The tech space is no different. Development teams around the world follow a fundamentally similar approach to teams and leadership because the nuts and bolts are the same: a group of people performing particular tasks both individually and as a collective to create something larger, together. Leading a development team is not a simple and easy thing to do. A great Tech Lead determines a technical vision with their development team and works with them to turn an idea into reality.
As you can imagine, the role of a Technical Team Leader (TTL) entails multiple responsibilities, not only as a team leader, but also as a team member. We put together a list of qualities we value for technical tea leadership.
Perhaps the most important role of any TTL in any organisation is team support. It is crucial this aspect of leadership is not overlooked and should be a top priority of any TTL. Motivating individuals and an entire team as a whole is a skill that not many people possess. You could be the best developer or scrum master with incredible technical ability, but that is only half the job.
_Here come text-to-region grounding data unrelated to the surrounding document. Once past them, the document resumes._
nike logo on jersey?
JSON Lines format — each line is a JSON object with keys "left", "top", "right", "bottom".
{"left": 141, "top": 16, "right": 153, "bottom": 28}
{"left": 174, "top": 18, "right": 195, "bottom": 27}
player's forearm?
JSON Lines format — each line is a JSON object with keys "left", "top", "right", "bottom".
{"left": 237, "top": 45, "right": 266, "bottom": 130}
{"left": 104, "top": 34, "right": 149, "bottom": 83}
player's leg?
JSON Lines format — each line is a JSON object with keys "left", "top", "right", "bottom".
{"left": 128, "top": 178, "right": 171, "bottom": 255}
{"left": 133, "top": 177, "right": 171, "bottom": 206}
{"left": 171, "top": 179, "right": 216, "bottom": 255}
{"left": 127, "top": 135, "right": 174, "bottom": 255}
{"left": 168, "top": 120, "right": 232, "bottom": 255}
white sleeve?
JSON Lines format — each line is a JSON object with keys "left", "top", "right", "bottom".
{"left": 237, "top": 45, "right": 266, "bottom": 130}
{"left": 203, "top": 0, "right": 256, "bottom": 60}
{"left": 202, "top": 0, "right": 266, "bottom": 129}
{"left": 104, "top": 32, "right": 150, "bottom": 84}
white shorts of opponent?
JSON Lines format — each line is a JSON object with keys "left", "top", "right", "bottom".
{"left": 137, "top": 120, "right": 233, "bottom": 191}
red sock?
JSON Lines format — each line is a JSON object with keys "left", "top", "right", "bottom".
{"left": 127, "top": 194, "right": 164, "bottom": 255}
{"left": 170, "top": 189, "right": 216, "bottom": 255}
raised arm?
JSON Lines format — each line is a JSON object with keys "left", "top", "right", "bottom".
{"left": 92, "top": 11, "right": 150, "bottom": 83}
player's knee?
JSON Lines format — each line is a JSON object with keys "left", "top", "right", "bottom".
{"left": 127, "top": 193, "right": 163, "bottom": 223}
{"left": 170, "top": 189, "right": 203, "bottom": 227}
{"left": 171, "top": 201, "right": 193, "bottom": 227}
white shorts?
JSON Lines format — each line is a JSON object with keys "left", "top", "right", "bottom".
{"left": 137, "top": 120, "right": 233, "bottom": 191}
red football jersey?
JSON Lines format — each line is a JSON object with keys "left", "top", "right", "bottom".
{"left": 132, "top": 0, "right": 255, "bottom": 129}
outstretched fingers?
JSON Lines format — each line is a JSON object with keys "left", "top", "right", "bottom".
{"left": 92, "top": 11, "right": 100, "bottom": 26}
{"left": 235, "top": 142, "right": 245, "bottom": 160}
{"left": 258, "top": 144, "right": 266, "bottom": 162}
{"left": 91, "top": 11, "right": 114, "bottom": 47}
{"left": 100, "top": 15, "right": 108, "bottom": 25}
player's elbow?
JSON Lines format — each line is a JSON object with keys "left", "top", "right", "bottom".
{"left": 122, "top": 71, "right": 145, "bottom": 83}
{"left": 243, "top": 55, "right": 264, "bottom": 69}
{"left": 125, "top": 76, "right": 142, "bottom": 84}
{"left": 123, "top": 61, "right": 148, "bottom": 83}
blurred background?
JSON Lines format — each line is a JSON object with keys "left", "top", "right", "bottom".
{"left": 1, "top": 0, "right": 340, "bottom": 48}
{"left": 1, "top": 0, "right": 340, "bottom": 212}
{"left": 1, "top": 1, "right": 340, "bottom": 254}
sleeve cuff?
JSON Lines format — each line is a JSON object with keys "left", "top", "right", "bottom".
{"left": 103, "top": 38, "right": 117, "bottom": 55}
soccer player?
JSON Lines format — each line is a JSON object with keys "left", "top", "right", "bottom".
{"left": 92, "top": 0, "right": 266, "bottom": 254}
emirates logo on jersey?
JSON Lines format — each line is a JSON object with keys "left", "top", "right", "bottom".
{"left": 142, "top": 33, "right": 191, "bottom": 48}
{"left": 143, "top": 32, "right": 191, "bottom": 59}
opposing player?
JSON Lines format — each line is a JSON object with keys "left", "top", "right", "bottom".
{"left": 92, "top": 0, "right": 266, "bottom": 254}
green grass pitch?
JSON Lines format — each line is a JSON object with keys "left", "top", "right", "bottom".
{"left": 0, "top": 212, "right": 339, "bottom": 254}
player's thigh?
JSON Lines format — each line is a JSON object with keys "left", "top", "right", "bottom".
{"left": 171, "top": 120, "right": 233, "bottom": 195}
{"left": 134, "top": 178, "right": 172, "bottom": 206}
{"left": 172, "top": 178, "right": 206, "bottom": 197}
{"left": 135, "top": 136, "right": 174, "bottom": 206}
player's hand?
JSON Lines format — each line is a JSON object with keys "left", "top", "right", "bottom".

Team motivation and facilitating team activities is a powerful attribute to any TTL as it makes the team operate as a single organism. This means keeping a guiding eye on each member and being able to make yourself available to discussions regarding work and processes in order for each person to know exactly what is required of them. Organising and structuring teamwork as a process is an art, and when it is running smoothly the entire operation benefits.
A good TTL will take on the personal responsibility of ensuring each team member, including him/herself, is continuously performing technically. This means nurturing growth and development and pushing team members out of their comfort zone in order to realise their potential. A TTL must take charge and be responsible for the calibre of work being produced by their team. This often means developing a culture of understanding of each team member’s role individually, and how their role benefits the team as a whole. When teams are producing technically proficient products and services — as a team — then real innovation can begin.
Another important responsibility for a TTL is the ability to cultivate a culture of innovation in the workplace. Only once a TTL has successfully instilled team support and technical excellence within the team can the process of innovation begin. As a famous artist once mused, “…only once you’ve mastered the rules are you able to break them…”, and this is true for any technical team. When a TTL creates an atmosphere where team members are encouraged and feel free to experiment, they begin to discover unconventional solutions to pesky problems. TTLs must continuously lift team spirits and display belief in each member’s ability in order to lead teams on adventures (and misadventures) of innovation. And when a team is constantly innovating, nothing can stop them.
Every team leader, in any team, needs to be highly proficient in organisation — of people, tasks, sub-teams, performance — the list goes on. TTLs need to have these innate leadership qualities and more. Not only must a good TTL be in complete control of their personal work, but also the collective team’s processes and results. They are responsible for organising the collective knowledge and information gathered by their team and make it available to full organisation. The team process is another major element TTLs need to stay on top of as this is the driving force behind execution and product/service delivery.
When deciding if a career path as a TTL is the one for you, there are a few things to understand and familiarise yourself with before you put your best foot forward. Perhaps the most common problem aspiring TTLs encounter is the idea that solely their technical abilities (developing) will be enough to make them a good leader. This is false. Having amazing technical abilities can only get you so far.
Being a leader who is capable of motivating a team, setting targets and goals for both individuals and the team as a whole, maintaining a steady eye on all the goings-on in the team, while still maintaining one’s own technical and leadership proficiency is a tall order — and one that not many fully realise until they are thrust into the position. Sure, being a hands-on developer and having great technical know-how is beneficial. But combining that with raw leadership skills calls for a particular type of character.
Being hands-on as a TTL is a virtue, especially when it comes to development. But there is a line that needs to be drawn between being involved (a good thing) and being too much involved and taking the power away from your team (a bad thing obviously). Knowing when to action items yourself and when to delegate tasks is something all leaders must identify and manage. TTLs can’t do everything on their own and most newbies try to do just that, to their team’s detriment. Striking a healthy balance of being involved at a granular level as well as a holistic one takes time to realise.
As with any team scenario where people work together for a common cause, communication is king. It is vital that TTLs wanting to make an impact are natural communicators. They are the ones calling the shots, motivating their team and maintaining the path to the team’s vision.